I'd say this is my experience. I bought the Wii, we played Wii sports, Mario galaxy (which was a **** GREAT series, I still play it on the Wii U /backwards compatible) and Zelda. I bought the Wii U, we played Mario Kart, Mario World, and Zelda. I would play the Metroid Prime series, which was also amazing (and I did buy the collection on the nintendo store to play), but they have yet to make another one.
And that's... pretty much it. I did play Bayonetta 1 when it was a nintendo exclusive, interesting choice there.
I don't think this thing is going to make portable gaming people leave their DS3DHDSGBX, as it's not THAT portable (and the battery life on those things is measured in WEEKS), and to have "portable quality" gaming either the power of the hardware or battery life is going to suffer. I love the DS. I still throw my ancient one in my bag for airplane flights. But I wouldn't do that with this thing. Why would you? My kids have 75$ tablets now capable of playing games, reading books, surfing the net, watching hulu/netflix/hbo/amazon prime/ running a hundred different educational apps. Why would you take a device that is bulkier, and does one of those things?

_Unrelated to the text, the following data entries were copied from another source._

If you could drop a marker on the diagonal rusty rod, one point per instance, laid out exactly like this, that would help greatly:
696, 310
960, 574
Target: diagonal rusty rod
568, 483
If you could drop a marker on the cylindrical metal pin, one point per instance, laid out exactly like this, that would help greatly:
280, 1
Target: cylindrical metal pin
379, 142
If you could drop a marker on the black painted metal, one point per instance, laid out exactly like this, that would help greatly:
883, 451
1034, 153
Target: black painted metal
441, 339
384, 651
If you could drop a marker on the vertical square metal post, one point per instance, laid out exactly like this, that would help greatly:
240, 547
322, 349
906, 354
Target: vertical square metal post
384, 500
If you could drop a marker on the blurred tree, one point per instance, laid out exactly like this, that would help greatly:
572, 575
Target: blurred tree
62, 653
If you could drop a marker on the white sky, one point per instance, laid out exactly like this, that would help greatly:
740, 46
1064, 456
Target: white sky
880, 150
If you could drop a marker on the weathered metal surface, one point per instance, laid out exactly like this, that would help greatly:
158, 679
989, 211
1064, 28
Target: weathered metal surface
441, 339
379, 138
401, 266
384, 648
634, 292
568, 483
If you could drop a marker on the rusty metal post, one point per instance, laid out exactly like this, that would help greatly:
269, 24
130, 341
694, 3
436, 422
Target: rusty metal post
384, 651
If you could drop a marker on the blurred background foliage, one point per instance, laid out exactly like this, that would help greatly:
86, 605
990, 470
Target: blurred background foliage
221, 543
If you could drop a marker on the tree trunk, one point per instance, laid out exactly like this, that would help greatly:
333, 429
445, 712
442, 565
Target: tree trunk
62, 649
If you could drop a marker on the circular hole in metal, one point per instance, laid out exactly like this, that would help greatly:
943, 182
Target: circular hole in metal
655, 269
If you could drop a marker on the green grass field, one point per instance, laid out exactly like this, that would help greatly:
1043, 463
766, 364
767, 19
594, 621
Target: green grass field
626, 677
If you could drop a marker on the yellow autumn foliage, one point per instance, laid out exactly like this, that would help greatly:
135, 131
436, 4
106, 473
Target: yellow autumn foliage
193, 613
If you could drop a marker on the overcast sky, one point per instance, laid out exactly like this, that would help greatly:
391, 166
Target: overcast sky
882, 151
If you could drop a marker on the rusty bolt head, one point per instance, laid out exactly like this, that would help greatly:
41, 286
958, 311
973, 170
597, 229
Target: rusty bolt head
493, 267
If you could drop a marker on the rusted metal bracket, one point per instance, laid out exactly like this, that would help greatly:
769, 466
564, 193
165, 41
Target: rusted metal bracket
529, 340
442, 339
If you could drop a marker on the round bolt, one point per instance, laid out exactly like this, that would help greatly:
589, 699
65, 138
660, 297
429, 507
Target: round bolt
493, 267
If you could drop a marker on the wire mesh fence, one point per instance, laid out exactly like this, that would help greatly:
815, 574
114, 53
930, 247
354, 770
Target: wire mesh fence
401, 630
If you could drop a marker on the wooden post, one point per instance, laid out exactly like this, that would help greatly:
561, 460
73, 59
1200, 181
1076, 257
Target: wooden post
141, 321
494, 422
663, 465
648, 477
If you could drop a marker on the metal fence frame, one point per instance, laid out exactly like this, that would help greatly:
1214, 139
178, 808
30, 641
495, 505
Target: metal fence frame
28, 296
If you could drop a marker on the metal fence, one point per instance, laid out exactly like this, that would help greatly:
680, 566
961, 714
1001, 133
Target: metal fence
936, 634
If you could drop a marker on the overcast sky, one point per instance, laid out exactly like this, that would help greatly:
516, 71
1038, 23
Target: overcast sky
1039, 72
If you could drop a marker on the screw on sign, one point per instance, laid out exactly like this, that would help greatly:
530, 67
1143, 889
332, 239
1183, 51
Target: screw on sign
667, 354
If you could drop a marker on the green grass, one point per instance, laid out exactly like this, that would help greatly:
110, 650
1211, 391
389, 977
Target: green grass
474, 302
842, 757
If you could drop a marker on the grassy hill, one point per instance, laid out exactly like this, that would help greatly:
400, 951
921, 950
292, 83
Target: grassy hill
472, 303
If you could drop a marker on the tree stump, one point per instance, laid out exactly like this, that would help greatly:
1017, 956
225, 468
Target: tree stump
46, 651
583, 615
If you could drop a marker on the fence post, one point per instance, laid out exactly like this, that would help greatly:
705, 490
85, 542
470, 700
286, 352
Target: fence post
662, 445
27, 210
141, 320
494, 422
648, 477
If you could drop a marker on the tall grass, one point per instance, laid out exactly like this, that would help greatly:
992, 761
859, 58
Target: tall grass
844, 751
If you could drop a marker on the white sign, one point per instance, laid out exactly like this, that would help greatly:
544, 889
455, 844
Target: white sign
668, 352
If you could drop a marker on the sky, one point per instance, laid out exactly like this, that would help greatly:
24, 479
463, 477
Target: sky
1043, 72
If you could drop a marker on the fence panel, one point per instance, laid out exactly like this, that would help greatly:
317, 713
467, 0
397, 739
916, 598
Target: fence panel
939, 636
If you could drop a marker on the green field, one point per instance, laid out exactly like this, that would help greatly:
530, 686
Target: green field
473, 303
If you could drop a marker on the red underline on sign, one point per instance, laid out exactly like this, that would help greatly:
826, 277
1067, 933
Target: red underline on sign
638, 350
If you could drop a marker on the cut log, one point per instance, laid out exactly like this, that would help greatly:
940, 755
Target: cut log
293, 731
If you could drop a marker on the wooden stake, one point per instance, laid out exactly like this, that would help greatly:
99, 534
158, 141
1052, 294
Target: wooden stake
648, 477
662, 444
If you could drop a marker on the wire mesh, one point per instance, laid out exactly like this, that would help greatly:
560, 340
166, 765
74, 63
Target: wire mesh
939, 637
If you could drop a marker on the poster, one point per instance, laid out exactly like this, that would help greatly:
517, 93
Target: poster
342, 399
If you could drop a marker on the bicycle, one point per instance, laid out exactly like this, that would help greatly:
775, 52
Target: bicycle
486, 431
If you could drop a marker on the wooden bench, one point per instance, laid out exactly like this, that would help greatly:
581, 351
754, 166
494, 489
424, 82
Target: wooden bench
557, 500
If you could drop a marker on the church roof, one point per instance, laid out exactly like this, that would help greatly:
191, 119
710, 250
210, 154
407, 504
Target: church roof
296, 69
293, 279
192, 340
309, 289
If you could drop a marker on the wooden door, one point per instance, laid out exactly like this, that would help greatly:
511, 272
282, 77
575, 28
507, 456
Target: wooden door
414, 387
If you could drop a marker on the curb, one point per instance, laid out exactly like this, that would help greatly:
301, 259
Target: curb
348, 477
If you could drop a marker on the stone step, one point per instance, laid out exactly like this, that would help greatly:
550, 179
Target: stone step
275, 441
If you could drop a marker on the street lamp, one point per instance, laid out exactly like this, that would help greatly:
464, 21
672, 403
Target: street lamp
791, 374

So.. for most people it will be a console, but not really a console, and will not be portable at all. So, likely a much less powerful console, that runs the handful of Nintendo first party games released for it (and maybe 10-12 third party ones at launch, then nothing else). Just like the last 3 systems from Nintendo. I'll likely still buy one, it seems like the first Christmas after a new Nintendo system shows up we pick it up, and I love their first party titles. But I'm paying 300 bucks to play Zelda and Mario. I'm comfortable with that, it seems.